PH = 7.24 that is moderate acidaemia.

HCO3 = 16 mmol/L, so we have metabolic acidosis.

Next, we need to calculate the anion gap and the compensation.

This patient has high K level. For more accurate interpretation, we will include it in the calculation of AG and we will consider the normal AG level 16.

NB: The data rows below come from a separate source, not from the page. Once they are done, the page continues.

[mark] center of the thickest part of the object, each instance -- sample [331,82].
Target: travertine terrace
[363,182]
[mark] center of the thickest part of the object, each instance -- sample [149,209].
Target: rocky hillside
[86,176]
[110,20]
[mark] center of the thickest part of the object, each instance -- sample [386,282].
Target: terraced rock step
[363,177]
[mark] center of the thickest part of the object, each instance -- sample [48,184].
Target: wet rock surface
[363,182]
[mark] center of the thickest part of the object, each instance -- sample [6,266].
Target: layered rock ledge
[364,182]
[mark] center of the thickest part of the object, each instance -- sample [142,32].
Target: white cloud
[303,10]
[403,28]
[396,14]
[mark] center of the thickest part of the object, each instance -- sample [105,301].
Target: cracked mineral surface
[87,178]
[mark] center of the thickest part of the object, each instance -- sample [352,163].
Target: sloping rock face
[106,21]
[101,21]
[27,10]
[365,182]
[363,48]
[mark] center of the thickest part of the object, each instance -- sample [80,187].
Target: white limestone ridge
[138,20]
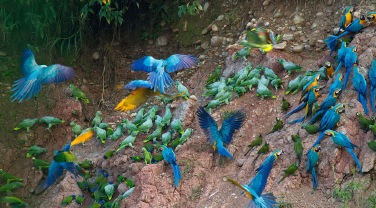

Accordingly, AG for this patient will be (Na + K) – (Cl + HCO3) = 13.3, So we have NAGMA.

To calculate the compensation, we will use Winter’s formula, that is:

Expected pCO2 = 1.5 x HCO3 + 8 (+/-2) = 32, so we have well compensated NAGMA with no additional respiratory process.

Other abnormal findings:

Na = 128 mmol/L, that is moderate hyponatraemia

K = 6.3 mmol/L, that is moderate hyperKalaemia.

Glucose = 3.4 mmol/L (in non-diabetic patient that is considered normal but on the low side of the scale).

Lactate = 3.4 mmol/L, that is high.


Next, we need to look at the causes of these derangements for this patient. For the differential diagnosis of NAGMA, we use the mnemonic USED CARP.

  • U = Ureteroenterostomy
  • S = Small bowel fistula
  • E = Extra chloride
  • D = Diarrhea
  • C = Carbonic anhydrase inhibitors
  • A = Adrenal insufficiency/ Addison’s disease
  • R = Renal tubular acidosis
  • P = Pancreatic fistula.

Among the causes above Addison’s disease fit (Hyponatraemia, Hyperkalaemia, hypoglycemia) and the high lactate is due to poor tissue perfusion secondary to hypotension.

This patient’s condition improved after she was given hydrocortisone.